IAR
Szymon Gebert
01.06.2012
Zamachy w Dniepropietrowsku: milicja ma podejrzanych
Ukraińska milicja zatrzymała 4 podejrzanych o organizację wybuchów w Dniepropietrowsku. Prokuratura nie wyklucza motywów politycznych ich działania.
IIIyRik94/Wikimedia Commons
Posłuchaj
-
Relacja Piotra Pogorzelskiego (IAR) z Kijowa
Czytaj także
Do 4 eksplozji doszło ponad miesiąc temu, rannych zostało wtedy 31 osób.

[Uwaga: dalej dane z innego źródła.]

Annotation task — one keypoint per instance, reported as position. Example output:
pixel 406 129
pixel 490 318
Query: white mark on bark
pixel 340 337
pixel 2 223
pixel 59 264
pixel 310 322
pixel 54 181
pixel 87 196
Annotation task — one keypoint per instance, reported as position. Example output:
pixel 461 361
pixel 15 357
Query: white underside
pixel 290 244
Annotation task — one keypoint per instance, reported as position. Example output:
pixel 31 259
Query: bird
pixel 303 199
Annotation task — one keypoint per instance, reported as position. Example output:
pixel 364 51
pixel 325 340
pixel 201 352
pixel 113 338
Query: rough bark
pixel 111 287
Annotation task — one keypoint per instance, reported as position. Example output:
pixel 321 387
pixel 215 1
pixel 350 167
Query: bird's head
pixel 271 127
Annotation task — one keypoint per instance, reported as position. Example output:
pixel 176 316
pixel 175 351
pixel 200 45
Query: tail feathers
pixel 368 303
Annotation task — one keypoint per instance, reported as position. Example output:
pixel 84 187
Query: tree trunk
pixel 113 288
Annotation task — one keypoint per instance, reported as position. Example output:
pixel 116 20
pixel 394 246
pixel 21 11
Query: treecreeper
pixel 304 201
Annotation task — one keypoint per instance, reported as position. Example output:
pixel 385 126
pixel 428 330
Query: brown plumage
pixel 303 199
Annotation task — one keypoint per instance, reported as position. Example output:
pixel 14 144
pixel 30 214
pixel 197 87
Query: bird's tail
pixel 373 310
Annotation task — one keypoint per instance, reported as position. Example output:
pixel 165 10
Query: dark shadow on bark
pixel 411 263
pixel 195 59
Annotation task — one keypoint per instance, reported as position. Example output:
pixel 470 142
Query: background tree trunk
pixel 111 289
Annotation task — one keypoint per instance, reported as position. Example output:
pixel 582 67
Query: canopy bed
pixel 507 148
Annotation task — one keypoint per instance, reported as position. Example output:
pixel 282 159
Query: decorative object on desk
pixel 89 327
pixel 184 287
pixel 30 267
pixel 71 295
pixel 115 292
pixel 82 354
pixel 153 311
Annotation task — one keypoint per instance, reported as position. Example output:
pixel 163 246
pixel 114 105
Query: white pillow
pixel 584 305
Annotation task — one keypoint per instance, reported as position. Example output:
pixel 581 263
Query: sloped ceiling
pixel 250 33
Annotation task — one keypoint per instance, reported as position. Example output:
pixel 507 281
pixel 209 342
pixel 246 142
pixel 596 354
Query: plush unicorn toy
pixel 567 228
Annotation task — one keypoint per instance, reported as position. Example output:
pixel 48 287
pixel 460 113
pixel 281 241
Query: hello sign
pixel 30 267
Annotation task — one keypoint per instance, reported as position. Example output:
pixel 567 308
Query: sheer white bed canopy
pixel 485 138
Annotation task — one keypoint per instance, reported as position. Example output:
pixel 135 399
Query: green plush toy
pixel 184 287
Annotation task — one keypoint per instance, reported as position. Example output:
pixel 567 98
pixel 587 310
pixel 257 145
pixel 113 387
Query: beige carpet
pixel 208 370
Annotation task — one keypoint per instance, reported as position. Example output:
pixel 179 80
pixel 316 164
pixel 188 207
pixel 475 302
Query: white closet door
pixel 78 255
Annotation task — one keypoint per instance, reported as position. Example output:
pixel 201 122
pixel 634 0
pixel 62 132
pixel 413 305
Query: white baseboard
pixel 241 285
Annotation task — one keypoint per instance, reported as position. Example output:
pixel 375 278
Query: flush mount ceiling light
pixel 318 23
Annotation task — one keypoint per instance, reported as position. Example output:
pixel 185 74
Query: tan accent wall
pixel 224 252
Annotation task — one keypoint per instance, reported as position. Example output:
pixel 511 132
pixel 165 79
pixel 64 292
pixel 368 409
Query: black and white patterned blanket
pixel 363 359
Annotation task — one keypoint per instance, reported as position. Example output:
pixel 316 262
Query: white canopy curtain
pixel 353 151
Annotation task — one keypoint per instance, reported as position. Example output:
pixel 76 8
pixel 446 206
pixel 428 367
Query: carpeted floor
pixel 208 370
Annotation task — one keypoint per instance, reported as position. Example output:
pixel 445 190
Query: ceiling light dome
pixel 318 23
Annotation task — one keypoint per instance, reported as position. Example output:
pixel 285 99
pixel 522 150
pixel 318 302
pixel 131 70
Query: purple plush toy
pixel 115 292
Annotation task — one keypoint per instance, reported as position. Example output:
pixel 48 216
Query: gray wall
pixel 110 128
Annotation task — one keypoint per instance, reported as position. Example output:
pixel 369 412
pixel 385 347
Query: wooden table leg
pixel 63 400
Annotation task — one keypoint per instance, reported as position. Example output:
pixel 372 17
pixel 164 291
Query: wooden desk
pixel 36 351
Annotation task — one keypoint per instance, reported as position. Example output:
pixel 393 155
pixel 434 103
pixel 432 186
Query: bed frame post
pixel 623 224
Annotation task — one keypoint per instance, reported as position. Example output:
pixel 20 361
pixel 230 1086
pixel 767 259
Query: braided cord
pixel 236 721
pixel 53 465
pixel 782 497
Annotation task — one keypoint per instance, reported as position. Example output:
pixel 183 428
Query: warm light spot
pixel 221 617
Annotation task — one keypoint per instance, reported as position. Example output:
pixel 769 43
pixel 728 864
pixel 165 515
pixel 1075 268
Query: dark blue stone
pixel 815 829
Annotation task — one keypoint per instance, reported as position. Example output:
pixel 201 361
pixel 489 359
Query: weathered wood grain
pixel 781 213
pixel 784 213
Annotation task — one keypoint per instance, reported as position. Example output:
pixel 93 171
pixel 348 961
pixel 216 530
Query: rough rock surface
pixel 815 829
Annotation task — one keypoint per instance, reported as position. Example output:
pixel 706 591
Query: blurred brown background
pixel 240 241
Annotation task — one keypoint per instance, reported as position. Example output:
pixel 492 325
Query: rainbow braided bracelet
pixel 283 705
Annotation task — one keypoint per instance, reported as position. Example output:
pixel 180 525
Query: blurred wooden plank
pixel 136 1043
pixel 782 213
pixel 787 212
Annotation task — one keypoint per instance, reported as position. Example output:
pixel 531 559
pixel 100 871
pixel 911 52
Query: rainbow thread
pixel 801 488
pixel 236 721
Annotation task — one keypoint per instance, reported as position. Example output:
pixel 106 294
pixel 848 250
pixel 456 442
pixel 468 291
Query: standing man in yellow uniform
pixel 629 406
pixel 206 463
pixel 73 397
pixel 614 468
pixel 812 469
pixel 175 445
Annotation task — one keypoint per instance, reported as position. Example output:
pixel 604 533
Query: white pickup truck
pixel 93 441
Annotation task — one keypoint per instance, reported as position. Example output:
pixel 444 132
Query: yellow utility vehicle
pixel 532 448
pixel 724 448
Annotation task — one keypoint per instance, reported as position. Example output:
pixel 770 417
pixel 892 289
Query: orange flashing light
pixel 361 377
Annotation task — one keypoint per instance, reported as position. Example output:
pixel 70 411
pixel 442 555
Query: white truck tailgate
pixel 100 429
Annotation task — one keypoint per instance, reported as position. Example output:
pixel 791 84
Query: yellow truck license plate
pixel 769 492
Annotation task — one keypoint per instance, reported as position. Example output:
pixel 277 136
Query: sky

Prokurator generalny Wiktor Pszonka powiedział, że są dowody na to, iż wszyscy 4 mężczyźni brali udział w przygotowaniu eksplozji. Mieli oni także szantażować władze, grożąc kolejnymi zamachami, jeśli nie zostanie im przekazana kwota 4,5 miliona dolarów. Prokurator nie wyklucza też motywów politycznych i zapowiedział, że śledczy zajmą się tym aspektem przestępstwa.
27 kwietnia w południe w centrum Dnieporpietrowska doszło do 4 eksplozji. Rannych zostało 31 osób, w tym 10 dzieci. Dotąd jedna osoba przebywa w szpitalu. Władze wszczęły śledztwo z paragrafu terroryzm uspokajając jednocześnie, że nie znane są tak naprawdę motywy działań autorów zamachów, jednak ukraińskie prawo nie przewiduje innej kwalifikacji czynu.